The estate of Desmond LaPlace, former vice chairman of ACCO Brands, who died in September, has sold his 6,500-square-foot Lake Forest mansion for almost $6.3 million to the couple next door, the Chicago Tribune reported. That’s about $971 per square foot.
The buyers were David and Diana Moore, who founded Waukegan-based Woodland Foods in 1990 and sold the company several years ago.
It was an off-market deal, and therefore few details are known about the property. The mansion was extensively renovated in 1957 by architect Herman Lackner, according to a historic report submitted to the city of Lake Forest in 2020.
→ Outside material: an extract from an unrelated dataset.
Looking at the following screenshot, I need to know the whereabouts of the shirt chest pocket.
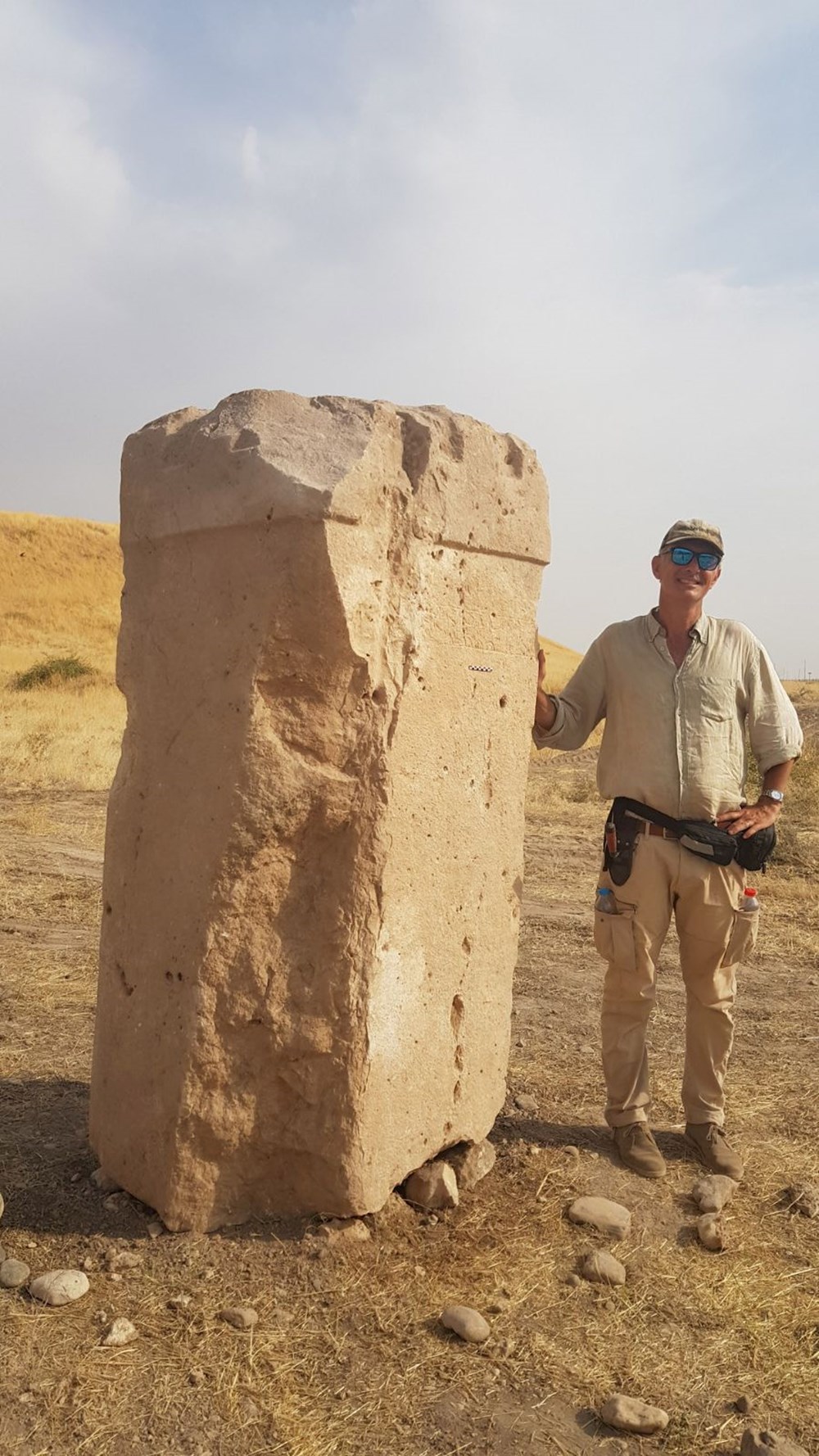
[699,677,737,724]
Built in 1899, the mansion was designed by architect Arthur Heun and once was home to Donald M. Ryerson, the former chairman of his family’s steel company, Joseph T. Ryerson & Son. It stayed with the family until his wife Isabelle’s death in 1976.
In 2020, LaPlace purchased an adjacent 1.5-acre property for $1.1 million. He demolished the single-family home on that lot, expanding his spread to 4.36 acres. The site of the razed house once served as a stable for LaPlace, the outlet said.
The estate had a property tax bill of $95,089 in 2022.
Only a handful of Lake Forest homes have traded for more than what the Moores paid. In November, the seven-bedroom, 7,500-square-foot mansion at 1421 Lake Road sold for $7.8 million. Buyers paid $7.9 million for the 7,600-square-foot home at 255 North Green Bay Road last summer, following a $1 million price chop.
In 2022, the estate of Nancy Hughes, who was the widow of filmmaker John Hughes, sold a 12,000-square-foot estate in the northern suburb for $12.9 million.